You’d think we would have learned our lesson after the 20th century’s dark parade of authoritarian regimes. You’d think the world would have recoiled at the sight of people marching in lockstep, saluting dictators, crushing dissent, and erasing human dignity in the name of national glory. But here we are, watching the same old playbook resurface, as if we didn’t already know how the story ends.
There’s this ugly undertow beneath capitalism’s promise, this pull towards feudalism and fascism, and it thrives in the inequality that the system seems to breed. If the game’s too rigged, if too many people get shut out, there’s always someone waiting to take advantage of the discontent. That’s when the real danger starts—the people with just enough charisma, just enough cruelty, to promise salvation through control.
So yeah, I’ll admit it.
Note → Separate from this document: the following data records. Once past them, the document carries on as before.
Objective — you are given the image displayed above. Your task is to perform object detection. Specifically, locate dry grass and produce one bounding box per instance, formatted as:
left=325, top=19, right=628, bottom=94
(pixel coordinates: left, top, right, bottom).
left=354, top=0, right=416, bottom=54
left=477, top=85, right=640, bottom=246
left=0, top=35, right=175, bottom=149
Capitalism’s flawed, maybe even rotten at its core. It’s a game that, left unchecked, slips back into the worst of humanity’s tendencies—feudalism, slavery, authoritarianism, the whole dark carnival. It’s not inevitable, but it’s sure as hell possible. Capitalism can create winners, but it can also create a lot of losers, and when those losers pile up, history shows us what comes next.
The question, then, isn’t whether capitalism is better or worse than any other dream. The real question is how we stop the cycle—how we break the patterns that keep pulling us back into the jaws of feudal lords and wannabe dictators. Maybe it’s through reform, maybe it’s through sheer stubbornness, but one thing’s for sure: we can’t ignore the cracks forever.
The cracks are where the darkness creeps in.